Effects of cx-DHED on phosphorylated tau deposits. (A) Immunostained brain tissues with the AT-8 antibody in WT-v, WT-cx-DD, Tg-v, Tg-cx-DD, and Tg-DP. Scale bars, 40 × . a–d: the cortex (a,c) and dentate gyrus (b,d) of the hippocampal region are enlarged images of square box in Tg-v and Tg-cx-DD, scale bars, 100 × . (B,C) Phosphorylated tau counts in CX (B) and DG (C) of the hippocampal region decreased in Tg-cx-DD mice. Scale bars, 100 × . All data were given as means ± standard error of the mean (SEM) (N = 4 mice per group). *P<0.05, **P<0.01 compared with WT-v mice, ^#P<0.05, ^##P<0.01 compared with Tg-v mice.

Figure 4

Effects of cx-DHED on synaptic proteins.
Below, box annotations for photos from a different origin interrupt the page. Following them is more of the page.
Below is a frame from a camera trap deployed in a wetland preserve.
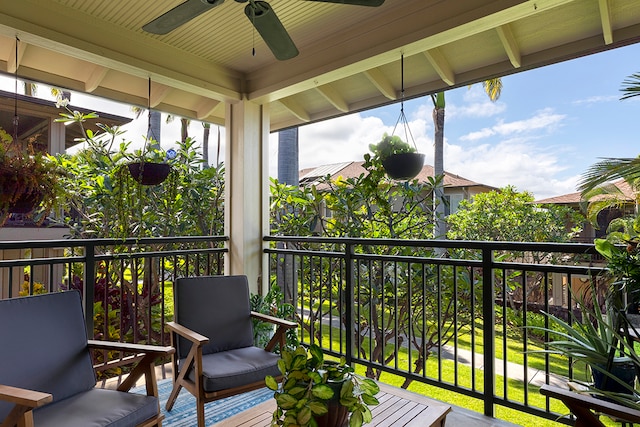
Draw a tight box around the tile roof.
[299,162,496,191]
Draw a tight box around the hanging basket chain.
[391,54,418,151]
[13,36,20,144]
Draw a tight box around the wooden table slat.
[215,384,451,427]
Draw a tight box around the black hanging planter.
[8,191,42,214]
[382,153,424,180]
[127,162,171,185]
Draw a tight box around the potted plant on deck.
[265,344,380,427]
[369,133,424,180]
[528,286,640,398]
[0,128,64,226]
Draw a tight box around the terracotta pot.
[127,162,171,185]
[382,153,424,180]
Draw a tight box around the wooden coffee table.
[214,384,451,427]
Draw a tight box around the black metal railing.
[265,237,604,423]
[0,236,227,352]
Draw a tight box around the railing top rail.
[264,236,597,254]
[0,236,229,250]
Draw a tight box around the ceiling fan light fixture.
[244,1,298,61]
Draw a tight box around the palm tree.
[578,73,640,223]
[431,78,502,238]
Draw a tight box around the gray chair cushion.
[181,347,280,392]
[174,276,253,359]
[33,388,158,427]
[0,291,96,420]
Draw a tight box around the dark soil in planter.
[315,382,349,427]
[382,153,424,180]
[9,192,42,214]
[591,363,636,400]
[127,162,171,185]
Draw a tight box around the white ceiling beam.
[278,96,311,122]
[0,0,243,102]
[364,68,398,101]
[316,84,349,113]
[248,0,575,102]
[496,24,522,68]
[84,65,109,93]
[424,48,456,86]
[598,0,613,44]
[149,81,172,108]
[196,98,222,120]
[7,40,27,73]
Synaptosome fractions of cortical lysates were used to detect the loss of post-synaptic receptor immunoreactivity in mice synaptic proteins. (A) Western blot analysis of GluN2A, PSD-95, Rabphilin-3A, and RAB3A from cortex tissue lysate. (B–C) The bar shows the percentage of beta-actin normalized to the density of GluN2A (B) and PSD-95 (C), on Western blot bands from cortex tissue lysate. All data were given as means ± standard error of the mean (SEM) (N = 4 mice per group). ***P<0.001 compared with WT-v mice, ^#P<0.05, ^##P<0.01, ^###P<0.001 compared with Tg-v mice.